Les épîtres catholiques, Introduction à la 2ème de Pierre, BJ, p. 127s

La deuxième lettre de Pierre se situe dans une perspective nettement eschatologique. Depuis la Résurrection, l’humanité vit la dernière phase de son histoire : elle attend donc le Jour du Seigneur qui marquera la fin du monde présent et inaugurera une ère de justice sous de nouveaux cieux et une terre nouvelle. L’idée d’une transformation de l’univers aux temps messianiques se rattache à la tradition prophétique (Isaïe 55,17) ; elle était fort répandue dans le Judaïsme (Hénoch, Jubilés, Assomption de Moïse, etc…) et se retrouve dans le Nouveau Testament (Matthieu, Actes, etc…). L’Apocalypse s’exprime dans les mêmes termes que 2 Pierre (Ap 21,9 = 2 P 3,10).

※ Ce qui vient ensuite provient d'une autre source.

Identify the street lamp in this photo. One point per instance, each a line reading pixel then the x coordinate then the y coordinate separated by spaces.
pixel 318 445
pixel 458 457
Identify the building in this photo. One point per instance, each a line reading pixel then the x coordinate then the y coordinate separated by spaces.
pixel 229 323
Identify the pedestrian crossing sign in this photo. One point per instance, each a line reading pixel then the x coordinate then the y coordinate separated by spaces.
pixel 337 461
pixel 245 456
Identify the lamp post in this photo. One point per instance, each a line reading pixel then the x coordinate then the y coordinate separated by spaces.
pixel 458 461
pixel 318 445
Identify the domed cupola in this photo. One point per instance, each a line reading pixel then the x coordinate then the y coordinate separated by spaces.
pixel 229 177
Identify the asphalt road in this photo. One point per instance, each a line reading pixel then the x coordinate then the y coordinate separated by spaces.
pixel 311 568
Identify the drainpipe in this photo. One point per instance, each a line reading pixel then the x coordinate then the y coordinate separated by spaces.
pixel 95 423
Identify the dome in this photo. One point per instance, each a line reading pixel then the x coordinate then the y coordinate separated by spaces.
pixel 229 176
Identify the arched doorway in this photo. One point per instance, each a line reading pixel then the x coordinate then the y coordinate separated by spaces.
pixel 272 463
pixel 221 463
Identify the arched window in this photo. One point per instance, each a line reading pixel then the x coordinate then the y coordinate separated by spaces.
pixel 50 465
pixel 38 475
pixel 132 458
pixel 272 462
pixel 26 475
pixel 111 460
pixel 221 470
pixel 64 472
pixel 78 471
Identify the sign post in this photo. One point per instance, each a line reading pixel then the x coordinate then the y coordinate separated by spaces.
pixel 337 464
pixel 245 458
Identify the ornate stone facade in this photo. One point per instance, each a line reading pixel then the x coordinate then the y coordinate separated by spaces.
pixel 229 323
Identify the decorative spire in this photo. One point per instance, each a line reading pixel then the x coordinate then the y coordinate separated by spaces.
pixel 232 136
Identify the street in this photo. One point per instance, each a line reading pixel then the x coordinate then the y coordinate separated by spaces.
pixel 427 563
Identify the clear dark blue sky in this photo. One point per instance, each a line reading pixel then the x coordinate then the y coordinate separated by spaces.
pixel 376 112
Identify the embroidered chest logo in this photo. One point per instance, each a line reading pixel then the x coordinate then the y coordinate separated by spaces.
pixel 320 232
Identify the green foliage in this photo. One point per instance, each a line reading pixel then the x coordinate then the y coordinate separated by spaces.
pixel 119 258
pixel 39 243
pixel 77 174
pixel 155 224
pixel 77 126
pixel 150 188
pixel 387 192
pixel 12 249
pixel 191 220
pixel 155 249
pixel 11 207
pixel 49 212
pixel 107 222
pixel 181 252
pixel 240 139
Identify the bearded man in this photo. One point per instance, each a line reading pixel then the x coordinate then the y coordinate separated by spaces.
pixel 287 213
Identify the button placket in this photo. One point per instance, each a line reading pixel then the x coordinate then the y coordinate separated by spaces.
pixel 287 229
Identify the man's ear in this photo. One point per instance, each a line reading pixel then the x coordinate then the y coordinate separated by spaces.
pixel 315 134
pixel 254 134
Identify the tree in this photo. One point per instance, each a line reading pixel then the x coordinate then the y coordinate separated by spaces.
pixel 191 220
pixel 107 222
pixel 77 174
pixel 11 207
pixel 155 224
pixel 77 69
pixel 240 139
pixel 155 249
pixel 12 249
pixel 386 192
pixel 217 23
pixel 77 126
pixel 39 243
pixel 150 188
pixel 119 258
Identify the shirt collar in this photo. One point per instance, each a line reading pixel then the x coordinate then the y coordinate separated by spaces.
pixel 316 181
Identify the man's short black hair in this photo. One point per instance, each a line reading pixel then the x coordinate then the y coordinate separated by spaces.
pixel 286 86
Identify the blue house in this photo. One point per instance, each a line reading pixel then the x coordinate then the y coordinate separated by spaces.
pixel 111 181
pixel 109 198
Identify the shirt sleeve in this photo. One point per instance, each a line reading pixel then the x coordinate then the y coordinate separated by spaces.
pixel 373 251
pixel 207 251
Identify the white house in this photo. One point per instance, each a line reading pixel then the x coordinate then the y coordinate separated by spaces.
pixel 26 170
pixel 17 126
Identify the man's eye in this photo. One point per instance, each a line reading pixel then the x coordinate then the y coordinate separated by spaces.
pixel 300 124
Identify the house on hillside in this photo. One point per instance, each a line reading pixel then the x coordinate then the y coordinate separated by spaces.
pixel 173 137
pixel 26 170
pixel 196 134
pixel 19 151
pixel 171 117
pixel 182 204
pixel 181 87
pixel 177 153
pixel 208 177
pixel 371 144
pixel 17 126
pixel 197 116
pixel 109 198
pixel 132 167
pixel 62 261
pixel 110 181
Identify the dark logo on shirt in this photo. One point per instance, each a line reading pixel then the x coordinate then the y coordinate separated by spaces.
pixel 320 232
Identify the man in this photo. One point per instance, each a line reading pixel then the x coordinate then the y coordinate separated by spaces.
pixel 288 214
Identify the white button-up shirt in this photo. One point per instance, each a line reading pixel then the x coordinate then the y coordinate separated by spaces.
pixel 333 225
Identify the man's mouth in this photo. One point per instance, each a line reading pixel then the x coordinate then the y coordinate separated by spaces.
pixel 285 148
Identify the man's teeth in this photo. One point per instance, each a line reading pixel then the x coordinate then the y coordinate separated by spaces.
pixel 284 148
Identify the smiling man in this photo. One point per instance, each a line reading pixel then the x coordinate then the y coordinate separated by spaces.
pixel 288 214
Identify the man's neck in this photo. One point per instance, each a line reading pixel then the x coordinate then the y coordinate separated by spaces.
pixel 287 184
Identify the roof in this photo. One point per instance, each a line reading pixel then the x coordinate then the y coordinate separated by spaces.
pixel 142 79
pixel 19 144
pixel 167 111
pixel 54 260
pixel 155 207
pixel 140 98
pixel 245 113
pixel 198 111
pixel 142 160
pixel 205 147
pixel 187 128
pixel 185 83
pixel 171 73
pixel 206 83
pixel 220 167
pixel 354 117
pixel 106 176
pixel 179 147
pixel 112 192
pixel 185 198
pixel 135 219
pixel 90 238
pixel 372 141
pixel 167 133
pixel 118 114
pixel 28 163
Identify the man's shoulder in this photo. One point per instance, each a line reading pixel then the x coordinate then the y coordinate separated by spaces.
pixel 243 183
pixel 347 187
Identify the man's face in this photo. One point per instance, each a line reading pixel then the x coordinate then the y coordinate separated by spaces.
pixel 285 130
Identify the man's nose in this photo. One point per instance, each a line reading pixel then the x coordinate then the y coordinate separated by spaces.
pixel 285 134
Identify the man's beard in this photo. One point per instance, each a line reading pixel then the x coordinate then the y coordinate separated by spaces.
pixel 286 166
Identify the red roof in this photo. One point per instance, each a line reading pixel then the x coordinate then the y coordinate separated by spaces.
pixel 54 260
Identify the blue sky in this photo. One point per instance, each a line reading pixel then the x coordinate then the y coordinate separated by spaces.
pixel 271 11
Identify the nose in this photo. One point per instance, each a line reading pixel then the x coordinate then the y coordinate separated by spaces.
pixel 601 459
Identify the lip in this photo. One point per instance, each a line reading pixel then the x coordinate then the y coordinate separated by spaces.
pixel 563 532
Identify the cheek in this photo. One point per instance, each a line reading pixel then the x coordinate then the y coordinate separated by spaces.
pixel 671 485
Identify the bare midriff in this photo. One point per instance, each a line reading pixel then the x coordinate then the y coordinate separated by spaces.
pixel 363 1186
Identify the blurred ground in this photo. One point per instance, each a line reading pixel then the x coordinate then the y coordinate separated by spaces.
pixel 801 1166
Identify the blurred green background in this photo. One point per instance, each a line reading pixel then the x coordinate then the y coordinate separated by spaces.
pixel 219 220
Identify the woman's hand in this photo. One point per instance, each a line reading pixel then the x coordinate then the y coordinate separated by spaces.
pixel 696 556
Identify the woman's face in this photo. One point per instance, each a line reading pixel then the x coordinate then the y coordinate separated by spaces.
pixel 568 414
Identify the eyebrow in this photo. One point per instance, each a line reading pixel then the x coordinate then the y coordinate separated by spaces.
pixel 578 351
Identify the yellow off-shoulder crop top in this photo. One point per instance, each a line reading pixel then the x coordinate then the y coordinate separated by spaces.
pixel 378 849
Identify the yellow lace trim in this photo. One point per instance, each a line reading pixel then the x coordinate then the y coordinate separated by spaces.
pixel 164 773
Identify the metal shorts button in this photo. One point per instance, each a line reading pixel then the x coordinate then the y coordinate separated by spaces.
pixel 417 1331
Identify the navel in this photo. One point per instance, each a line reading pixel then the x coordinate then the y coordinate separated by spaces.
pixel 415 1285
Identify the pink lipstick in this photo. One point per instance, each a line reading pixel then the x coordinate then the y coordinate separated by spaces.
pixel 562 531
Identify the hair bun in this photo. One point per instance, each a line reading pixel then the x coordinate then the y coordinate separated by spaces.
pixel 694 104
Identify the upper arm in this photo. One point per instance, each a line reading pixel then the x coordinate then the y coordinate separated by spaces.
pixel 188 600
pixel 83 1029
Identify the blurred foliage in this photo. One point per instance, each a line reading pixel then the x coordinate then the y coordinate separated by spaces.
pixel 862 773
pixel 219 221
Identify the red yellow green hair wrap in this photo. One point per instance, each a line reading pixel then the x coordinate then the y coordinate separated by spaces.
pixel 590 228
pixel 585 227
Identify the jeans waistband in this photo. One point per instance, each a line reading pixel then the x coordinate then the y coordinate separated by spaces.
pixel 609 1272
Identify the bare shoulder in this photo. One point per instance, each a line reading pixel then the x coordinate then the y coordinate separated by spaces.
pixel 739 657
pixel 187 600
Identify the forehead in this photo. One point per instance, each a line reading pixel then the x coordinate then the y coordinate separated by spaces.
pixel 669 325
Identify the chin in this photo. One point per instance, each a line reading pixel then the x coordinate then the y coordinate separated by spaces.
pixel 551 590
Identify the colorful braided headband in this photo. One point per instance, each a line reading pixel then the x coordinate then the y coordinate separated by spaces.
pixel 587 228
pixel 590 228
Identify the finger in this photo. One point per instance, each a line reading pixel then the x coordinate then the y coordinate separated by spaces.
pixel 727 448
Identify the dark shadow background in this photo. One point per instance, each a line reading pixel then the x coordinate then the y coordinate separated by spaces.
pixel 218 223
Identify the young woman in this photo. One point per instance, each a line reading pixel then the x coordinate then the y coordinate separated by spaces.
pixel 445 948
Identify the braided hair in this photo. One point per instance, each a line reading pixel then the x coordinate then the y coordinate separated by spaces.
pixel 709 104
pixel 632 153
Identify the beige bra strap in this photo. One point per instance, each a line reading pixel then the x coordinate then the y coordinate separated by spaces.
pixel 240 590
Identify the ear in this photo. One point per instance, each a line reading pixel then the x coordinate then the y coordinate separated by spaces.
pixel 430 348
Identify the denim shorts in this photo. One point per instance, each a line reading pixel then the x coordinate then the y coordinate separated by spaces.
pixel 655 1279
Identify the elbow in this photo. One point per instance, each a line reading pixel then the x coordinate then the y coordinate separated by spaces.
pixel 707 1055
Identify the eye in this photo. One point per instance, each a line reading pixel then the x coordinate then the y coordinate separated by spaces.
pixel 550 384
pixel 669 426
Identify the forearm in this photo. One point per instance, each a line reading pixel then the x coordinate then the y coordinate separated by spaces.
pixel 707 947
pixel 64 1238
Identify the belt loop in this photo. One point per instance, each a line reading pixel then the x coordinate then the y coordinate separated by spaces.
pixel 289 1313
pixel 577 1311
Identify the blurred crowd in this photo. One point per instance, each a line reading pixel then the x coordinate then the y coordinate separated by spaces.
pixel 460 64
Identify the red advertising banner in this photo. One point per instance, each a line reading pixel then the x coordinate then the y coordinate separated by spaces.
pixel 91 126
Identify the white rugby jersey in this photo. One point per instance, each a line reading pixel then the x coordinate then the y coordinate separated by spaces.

Le Jour du Seigneur permettra de châtier les hommes impies et aussi les anges rebelles, relégués jusque là dans le Tartare et les abîmes de ténèbres ( P 2,4). Alors que la Genèse (6,1-4) n’envisage que la prévarication des Fils de Dieu, leur châtiment est abondamment illustré par les apocryphes juifs, où il comporte, comporte en 2 Pierre, une phase préliminaire avant la condamnation définitive (Hénoch). L’Apocalypse (20,7) prévoit également l’incarcération provisoire de Satan avant le triomphe du Christ. Par contre, les Justes, demeurés sans tache et sans reproche, n’ont point à redouter le Jour du Seigneur : ils peuvent même en hâter la venue par la sainteté de leur conduite (2 P 3,11). Il était en effet admis dans les Apocryphes que le péché reculait l’avènement des Temps Messianiques. Comme Pierre, les Actes des Apôtres (3,19-20) utilisent cette doctrine. Saint Paul y fait sans doute allusion quand il regarde la conversion des Juifs comme une condition préalable de la Parousie (Romains 11). Cependant, quelle que soit l’imminence de son Retour, le Seigneur arrivera quand même à l’improviste comme un voleur (2 P 3,10). Pierre demeure donc ici dans la tradition synoptique, mais il explique pourquoi il est inutile de se livrer en ces matières à des pronostics ; même si les derniers temps sont venus, il n’en est pas moins vrai que notre manière de compter ne correspond pas à celle de Dieu : Un jour devant le Seigneur est comme mille ans, et mille ans comme un jour (2 P 3,8). Enfin, la lettre met en parallèle le Jour du Seigneur et le Déluge qui l’a en quelque sorte préfiguré. De même que Dieu le Père prenait patience aux jours de Noé (1 P 3,20), de même en est-il aujourd’hui du Christ. Quant au monde présent, il sera détruit par le feu comme le monde ancien avait été détruit par l’eau. Cette destruction s’étendra jusqu’au monde céleste (2 P 3,6-7).